PGX 21.1.1

Running Built-in Algorithms Using the Analyst API

The Analyst API provides convenience ways to apply built-in graph analyses. Especially, the API provides a single wrapper method for the analyses that is composed of multiple sub-steps.

Obtaining an Analyst Instance

In order to obtain an Analyst instance, simply invoke createAnalyst() on your session object:

Analyst analyst = session.createAnalyst();
analyst = session.create_analyst()

Asynchronous Execution

All methods in the Analyst API support asynchronous execution.

This is a design choice, since the execution of a graph algorithm can take a long time if the size of the graph is large. The application thread invokes the Analyst API method. It may continue to perform other operations while the algorithm is running. If the application thread decides to wait for the result to be available, it can invoke the blocking version directly (e.g. call pagerank() instead of pagerankAsync()), which internally calls the get() method on the PgxFuture object. Note: All PGX APIs follow the same design approach of supporting both asynchronous and synchronous invocation.

Analyst Thread Safety

The Analyst object is not guaranteed to be thread-safe, since it might maintain certain internal states. It is recommended not to share a single Analyst instance through multiple threads.

Running Algorithms and Browsing Results

The Analyst API provides methods for each built-in graph analysis. If the graph analysis requires certain preprocessing steps, all of those preprocessing steps are encapsulated in the Analyst API method.

For instance, the Analyst API provides the following method to count the numbers of triangles in a graph:

long countTriangles(PgxGraph graph, boolean sortVerticesByDegree)
count_triangles(self, graph, sort_vertices_by_degree)

The above method is actually composed of the following sub-steps.

  1. Create an undirected copy of the given graph (the count triangles algorithm is only defined on undirected graphs)

  2. Optionally sort the vertices of the undirected copy by degree. This is a speed versus memory consumption trade-off which can be controlled by the caller via the sortVerticesByDegree flag

  3. Invoke the built-in count triangles algorithm on the graph copy

  4. Return the result

  5. Drop the undirected copy of the graph

For detailed information, refer to the Analyst class in the javadoc.

Optional Arguments

The Analyst class has overloaded convenience methods which use default values for optional parameters. For example,

public <ID> VertexProperty<ID, Double> pagerank(PgxGraph graph)
 pagerank(self, graph, tol=0.001, damping=0.85, max_iter=100, norm=False, rank="pagerank")

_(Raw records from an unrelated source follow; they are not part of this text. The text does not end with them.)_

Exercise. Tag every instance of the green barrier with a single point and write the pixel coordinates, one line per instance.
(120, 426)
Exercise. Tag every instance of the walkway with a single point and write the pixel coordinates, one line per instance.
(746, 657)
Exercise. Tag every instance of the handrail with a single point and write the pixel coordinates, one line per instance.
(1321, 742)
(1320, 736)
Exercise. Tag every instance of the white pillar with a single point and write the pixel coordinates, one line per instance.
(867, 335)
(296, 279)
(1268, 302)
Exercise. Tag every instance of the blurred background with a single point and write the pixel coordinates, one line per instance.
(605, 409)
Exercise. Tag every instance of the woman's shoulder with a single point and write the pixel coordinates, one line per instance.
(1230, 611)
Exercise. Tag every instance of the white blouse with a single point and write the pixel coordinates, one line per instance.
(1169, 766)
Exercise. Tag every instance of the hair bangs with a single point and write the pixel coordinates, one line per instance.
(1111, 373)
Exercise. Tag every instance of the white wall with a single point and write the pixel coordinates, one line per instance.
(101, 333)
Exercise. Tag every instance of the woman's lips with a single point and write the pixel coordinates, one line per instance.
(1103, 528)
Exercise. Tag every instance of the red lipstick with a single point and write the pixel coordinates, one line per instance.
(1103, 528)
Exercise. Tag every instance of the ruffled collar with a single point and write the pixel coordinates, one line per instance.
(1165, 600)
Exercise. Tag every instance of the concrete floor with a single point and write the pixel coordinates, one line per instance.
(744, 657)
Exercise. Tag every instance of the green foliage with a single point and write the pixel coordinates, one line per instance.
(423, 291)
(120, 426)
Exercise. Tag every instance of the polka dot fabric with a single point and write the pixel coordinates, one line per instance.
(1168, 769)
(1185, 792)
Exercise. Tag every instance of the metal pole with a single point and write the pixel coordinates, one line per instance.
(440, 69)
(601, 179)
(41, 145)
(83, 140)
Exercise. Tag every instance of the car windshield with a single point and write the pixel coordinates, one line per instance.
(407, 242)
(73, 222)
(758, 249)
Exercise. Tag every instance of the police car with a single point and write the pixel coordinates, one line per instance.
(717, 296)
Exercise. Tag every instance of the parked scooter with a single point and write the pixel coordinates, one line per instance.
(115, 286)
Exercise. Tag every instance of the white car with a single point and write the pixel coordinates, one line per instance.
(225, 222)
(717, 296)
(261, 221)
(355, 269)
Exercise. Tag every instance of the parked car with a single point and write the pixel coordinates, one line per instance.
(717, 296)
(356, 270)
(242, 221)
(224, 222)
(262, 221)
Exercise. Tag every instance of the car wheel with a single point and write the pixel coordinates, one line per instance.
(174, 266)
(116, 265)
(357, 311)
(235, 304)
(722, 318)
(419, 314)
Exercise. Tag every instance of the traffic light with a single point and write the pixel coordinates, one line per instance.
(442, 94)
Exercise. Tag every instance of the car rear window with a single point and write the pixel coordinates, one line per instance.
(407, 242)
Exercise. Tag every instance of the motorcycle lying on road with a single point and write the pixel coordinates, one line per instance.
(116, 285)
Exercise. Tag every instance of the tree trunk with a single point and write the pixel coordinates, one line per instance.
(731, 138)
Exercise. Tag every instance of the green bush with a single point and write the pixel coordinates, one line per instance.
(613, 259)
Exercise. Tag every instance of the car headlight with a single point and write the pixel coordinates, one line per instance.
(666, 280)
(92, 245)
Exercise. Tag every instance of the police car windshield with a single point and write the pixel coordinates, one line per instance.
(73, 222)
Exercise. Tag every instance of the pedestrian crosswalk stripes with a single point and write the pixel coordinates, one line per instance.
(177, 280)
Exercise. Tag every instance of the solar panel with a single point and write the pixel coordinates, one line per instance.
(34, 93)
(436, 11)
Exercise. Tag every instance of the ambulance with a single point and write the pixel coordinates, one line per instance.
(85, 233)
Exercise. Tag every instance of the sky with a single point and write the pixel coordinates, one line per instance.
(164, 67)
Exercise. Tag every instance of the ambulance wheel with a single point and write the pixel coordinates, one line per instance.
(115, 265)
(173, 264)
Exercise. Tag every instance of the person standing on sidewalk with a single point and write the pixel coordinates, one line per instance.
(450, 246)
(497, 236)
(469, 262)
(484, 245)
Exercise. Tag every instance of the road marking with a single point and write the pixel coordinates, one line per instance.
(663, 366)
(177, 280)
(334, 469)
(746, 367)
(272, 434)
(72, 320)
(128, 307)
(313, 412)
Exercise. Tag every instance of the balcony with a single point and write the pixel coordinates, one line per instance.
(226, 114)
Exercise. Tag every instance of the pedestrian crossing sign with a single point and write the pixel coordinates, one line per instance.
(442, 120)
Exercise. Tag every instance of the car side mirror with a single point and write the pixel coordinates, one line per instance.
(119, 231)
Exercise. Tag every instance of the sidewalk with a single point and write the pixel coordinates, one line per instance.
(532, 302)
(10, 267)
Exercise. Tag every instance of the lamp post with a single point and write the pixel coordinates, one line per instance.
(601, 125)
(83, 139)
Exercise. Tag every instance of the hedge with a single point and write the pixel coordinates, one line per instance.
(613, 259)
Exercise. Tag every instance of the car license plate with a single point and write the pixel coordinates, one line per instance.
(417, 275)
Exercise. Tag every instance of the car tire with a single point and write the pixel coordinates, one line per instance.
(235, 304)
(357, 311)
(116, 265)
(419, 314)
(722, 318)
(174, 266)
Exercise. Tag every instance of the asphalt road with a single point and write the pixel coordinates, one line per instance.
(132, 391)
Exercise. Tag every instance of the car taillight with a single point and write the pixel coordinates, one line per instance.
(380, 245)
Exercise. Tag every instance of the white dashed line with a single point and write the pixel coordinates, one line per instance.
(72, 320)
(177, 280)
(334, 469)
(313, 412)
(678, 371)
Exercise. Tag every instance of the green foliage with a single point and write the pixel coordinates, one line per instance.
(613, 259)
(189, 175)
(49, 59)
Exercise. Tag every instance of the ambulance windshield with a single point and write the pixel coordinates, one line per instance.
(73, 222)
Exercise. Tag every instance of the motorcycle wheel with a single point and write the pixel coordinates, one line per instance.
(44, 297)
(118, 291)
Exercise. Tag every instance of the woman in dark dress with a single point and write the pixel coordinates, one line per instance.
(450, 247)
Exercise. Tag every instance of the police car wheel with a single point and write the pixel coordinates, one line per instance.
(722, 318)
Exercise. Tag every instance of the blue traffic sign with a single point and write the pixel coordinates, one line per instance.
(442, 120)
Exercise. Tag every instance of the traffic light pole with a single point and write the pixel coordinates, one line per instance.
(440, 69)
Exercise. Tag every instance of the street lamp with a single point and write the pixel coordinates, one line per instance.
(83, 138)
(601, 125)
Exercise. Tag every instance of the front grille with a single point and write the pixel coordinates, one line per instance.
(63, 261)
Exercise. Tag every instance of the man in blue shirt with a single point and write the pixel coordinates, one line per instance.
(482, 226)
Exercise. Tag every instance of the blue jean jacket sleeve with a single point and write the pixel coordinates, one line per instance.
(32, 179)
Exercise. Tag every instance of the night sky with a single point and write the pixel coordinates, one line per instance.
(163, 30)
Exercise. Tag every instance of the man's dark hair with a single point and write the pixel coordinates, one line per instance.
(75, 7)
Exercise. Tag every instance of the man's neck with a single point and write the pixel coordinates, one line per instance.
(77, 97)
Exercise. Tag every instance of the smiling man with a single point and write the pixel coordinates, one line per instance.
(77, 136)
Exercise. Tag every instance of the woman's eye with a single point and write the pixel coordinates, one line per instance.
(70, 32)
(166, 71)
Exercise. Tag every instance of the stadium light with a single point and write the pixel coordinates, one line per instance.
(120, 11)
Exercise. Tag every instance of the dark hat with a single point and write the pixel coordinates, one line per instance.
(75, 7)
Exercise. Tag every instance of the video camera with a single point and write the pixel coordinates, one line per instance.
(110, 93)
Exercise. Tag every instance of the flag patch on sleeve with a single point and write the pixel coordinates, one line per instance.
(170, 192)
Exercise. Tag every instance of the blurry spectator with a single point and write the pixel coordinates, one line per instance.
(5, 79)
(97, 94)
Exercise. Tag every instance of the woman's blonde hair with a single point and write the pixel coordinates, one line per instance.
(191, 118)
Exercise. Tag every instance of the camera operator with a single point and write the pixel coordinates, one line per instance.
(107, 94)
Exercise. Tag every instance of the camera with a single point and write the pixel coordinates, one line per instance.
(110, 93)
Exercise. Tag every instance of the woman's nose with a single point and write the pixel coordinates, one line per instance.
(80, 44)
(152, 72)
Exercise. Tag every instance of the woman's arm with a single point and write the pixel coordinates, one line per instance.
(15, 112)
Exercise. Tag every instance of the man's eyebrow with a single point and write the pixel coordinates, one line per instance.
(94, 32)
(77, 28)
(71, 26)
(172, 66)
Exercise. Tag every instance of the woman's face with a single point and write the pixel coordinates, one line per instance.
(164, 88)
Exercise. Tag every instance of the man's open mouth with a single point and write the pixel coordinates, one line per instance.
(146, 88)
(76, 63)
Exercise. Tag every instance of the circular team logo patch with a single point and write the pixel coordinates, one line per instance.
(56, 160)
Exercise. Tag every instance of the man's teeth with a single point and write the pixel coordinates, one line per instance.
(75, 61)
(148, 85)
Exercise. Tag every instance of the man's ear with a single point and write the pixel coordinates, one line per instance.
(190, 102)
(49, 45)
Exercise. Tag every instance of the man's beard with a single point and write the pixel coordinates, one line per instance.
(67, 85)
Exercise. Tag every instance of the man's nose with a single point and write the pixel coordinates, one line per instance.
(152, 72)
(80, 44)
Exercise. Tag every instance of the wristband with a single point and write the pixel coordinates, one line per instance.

will use a max error of 0.001, a damping factor of 0.85 and a maximum of 100 iterations.

For detailed information, refer to the Analyst class in the javadoc.

Reuse Existing Data Structures

By default, the Analyst creates a new in-memory data structure to hold the result of an algorithm invocation. That data structure gets disposed once the Analyst object gets disposed. However, you can also pass in existing mutable data structures the algorithm writes its result into. Examples:

VertexProperty<Long, Double> rank = analyst.pagerank(G); // creates a new 'rank' property
analyst.pagerank(G, rank); // writes result into existing 'rank' property
rank = analyst.pagerank(G)
analyst.pagerank(G, rank=rank)

Disposing an Analyst Instance

Once the graph analysis is finished, the user can invoke the destroy() method to deallocate all of the resources used by the Analyst. If there are multiple Analyst objects, a destroy() invocation of one Analyst instance does not affect the other instances.